We finally got the DVD from Netflix this weekend, and we all sat down to watch “The Gay Cowboy Movie”. There was/still is soooo much controversy about this movie and how they’re gay, and how the movie is still a beautiful movie, etc. My mom saw it in theaters, and said that it was pretty good, but loooong. It’s actually only a little bit over 2 hours.
But anyway, it starts out with two guys herding sheep, and then they find out that they’re gay and love each other. One is open about it, while the other is in denial. After the sheep herding (about 50 minutes of the movie) they both go their seperate ways, scarred for life. They both get married and have kids. Then one day, a letter comes to the one in denial (Keith Ledger) asking for another trip to Brokeback Mountain where they had originally herded the sheep. “You Bet” he replies. This starts a 20 year relationship where they pretend that they’re “fishing pals” every year or so and go back to visit Brokeback Mountain, and well - love each other.
The movie is BEAUTIFULLY shot, the locations on Brokeback Mountain, the way the shots are set up, it’s all amazing, also how this movie can be about two gay cowboys (actually, they’re sheepboys), and not be shunned by the entire world (The movie, that is.) The movie is emotional, and although slowly paced, (It was originally a short story) it keeps you fairly interested throughout, and the situations are great. But in the ending BEGIN SPOILER.
Someone dies, and it’s just not brought out in the same way that it should. It’s not as emotional as it could and should be and the ending just leaves you kind of feeling empty.
END SPOILER. It’s “gayness” is a bit disconcerning throughout, though you get used to it about half way through. I don’t know, it just doesn’t seem to come together at the end the way other movies like Crash did. Personally, I think that Crash DEFINITELY deserved the Academy Award for best picture more than Brokeback Mountain, as it did win it.

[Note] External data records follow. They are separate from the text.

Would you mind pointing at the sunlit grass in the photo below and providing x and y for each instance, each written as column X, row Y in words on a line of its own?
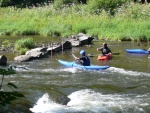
column 128, row 23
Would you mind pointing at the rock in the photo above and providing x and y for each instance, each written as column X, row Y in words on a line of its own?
column 3, row 60
column 23, row 58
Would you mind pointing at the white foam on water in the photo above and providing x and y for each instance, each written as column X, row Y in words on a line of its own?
column 127, row 72
column 88, row 101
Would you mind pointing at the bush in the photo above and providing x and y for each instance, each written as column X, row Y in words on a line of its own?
column 23, row 45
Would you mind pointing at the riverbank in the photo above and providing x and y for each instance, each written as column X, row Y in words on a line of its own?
column 129, row 23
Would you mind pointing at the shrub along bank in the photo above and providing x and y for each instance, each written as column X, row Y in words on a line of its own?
column 129, row 21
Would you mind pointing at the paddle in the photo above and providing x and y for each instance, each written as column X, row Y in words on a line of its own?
column 78, row 60
column 92, row 55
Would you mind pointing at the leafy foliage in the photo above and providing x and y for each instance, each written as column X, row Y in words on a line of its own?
column 23, row 45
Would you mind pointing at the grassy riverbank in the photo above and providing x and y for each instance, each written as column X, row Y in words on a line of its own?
column 131, row 22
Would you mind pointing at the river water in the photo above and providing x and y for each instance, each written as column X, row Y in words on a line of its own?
column 51, row 88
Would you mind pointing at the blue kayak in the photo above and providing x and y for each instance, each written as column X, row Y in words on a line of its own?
column 138, row 51
column 73, row 64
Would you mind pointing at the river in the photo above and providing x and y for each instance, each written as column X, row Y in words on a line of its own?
column 51, row 88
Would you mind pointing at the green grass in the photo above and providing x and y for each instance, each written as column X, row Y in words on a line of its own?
column 130, row 22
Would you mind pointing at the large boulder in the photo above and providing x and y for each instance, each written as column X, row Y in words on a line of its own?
column 3, row 60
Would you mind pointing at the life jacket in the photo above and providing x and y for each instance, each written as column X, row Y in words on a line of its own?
column 87, row 62
column 105, row 50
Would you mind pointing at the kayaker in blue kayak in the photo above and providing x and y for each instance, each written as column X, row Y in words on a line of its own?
column 84, row 60
column 105, row 49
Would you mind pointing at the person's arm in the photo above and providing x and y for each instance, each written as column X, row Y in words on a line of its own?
column 99, row 49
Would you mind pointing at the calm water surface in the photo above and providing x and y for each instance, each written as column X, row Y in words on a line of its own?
column 52, row 88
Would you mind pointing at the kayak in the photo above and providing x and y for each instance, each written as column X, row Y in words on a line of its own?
column 138, row 51
column 75, row 65
column 104, row 57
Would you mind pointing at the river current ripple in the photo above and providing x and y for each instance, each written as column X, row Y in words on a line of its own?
column 51, row 88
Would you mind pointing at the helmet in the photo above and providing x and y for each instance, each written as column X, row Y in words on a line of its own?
column 82, row 52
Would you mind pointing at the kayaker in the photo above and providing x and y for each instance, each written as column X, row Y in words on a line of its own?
column 105, row 49
column 84, row 60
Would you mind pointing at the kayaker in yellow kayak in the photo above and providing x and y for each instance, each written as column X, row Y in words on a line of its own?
column 105, row 49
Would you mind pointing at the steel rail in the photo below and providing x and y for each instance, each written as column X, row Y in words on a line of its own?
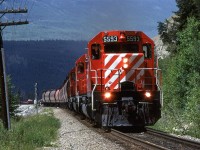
column 137, row 141
column 181, row 140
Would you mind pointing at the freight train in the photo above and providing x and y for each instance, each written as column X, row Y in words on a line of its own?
column 116, row 83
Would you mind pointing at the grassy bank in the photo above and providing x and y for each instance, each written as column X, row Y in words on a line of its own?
column 30, row 133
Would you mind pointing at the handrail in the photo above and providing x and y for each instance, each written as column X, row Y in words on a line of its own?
column 92, row 96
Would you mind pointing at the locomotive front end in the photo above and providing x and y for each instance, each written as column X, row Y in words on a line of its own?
column 128, row 84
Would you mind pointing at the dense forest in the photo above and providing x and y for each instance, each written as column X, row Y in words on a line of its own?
column 181, row 70
column 44, row 62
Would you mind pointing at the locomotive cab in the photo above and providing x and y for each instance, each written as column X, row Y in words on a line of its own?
column 125, row 83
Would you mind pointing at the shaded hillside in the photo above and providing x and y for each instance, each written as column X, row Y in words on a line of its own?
column 45, row 62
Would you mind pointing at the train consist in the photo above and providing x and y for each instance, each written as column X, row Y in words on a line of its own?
column 115, row 83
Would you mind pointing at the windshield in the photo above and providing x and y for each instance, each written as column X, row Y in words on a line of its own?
column 121, row 48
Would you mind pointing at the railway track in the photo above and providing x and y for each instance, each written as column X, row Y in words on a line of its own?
column 156, row 140
column 149, row 139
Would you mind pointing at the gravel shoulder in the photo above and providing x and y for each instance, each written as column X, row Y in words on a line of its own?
column 73, row 135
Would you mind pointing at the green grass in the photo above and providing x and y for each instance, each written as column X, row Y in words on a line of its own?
column 30, row 133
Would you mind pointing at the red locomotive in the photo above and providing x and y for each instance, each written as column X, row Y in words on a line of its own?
column 116, row 83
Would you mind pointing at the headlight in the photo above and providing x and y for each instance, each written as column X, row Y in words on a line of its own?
column 107, row 95
column 147, row 94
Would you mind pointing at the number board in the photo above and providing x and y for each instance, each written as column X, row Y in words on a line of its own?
column 110, row 39
column 132, row 38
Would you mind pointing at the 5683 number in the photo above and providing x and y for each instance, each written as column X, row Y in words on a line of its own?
column 110, row 39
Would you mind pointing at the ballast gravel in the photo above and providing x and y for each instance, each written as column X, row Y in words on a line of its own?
column 73, row 135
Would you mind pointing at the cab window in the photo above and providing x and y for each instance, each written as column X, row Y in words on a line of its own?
column 80, row 67
column 95, row 51
column 147, row 50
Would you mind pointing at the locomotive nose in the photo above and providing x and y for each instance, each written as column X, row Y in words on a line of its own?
column 125, row 62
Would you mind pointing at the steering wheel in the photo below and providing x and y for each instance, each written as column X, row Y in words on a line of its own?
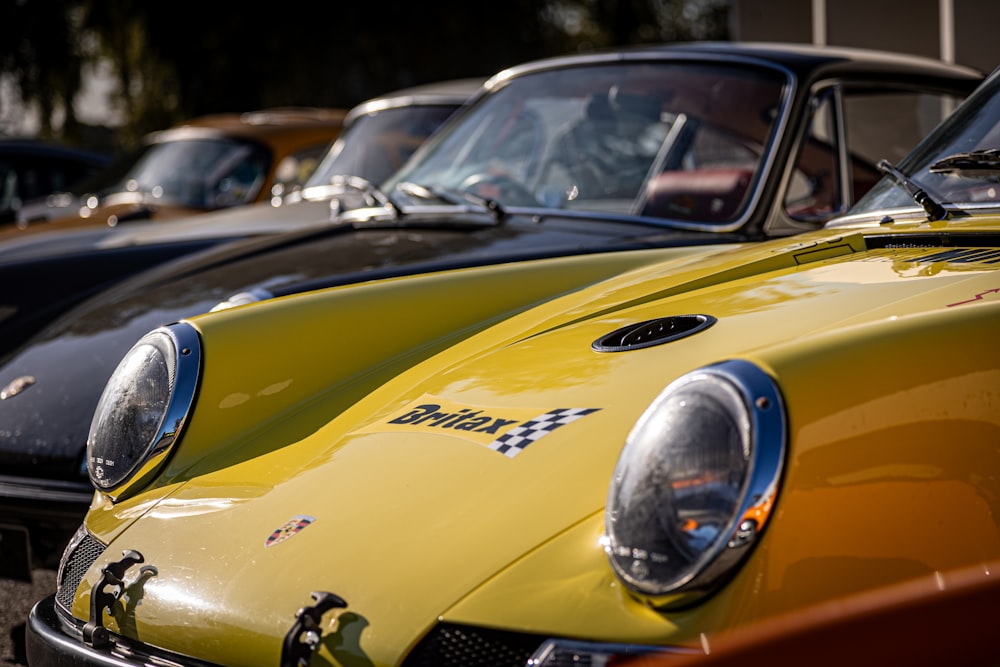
column 500, row 187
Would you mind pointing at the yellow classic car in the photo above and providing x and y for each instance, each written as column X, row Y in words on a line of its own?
column 567, row 460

I mean, Brokeback Mountain is a great movie, but it’s just not really meaningful at the end, and makes you feel like you missed something, and there is something missing, though it’s hard to place what. Heterosexual love? Maybe. But it does have that - kind of, I mean they both get married and have kids which just makes it seem kind of weird how they both live striaght lives and gay lives alos. Or maybe it’s just that it was taken from a short story as opposed to a full length book, or just an original screenplay.
[rating:4]

Very perceptive review.
Nice review of a turd of a movie. I mean really, outside of an art house on the same street as the local Village Voice . . .
To lend some context, I’m not real crazy about over-the-top hetero “lovin’ each other” on mainstream movie screens either. That gay sex is not my method of physical “lovin’” just extenuates the matter. In other words, anyone whose core societal division is governed by which holes are involved in sex, rather that have that factor be off to the side somewhere, is automatically suspect in my mind.
Treating this “B” plus movie with kid gloves, and insulating it from honest competition - if there is such a thing in the movie business - didn’t do it, or it’s devotees any real favors either.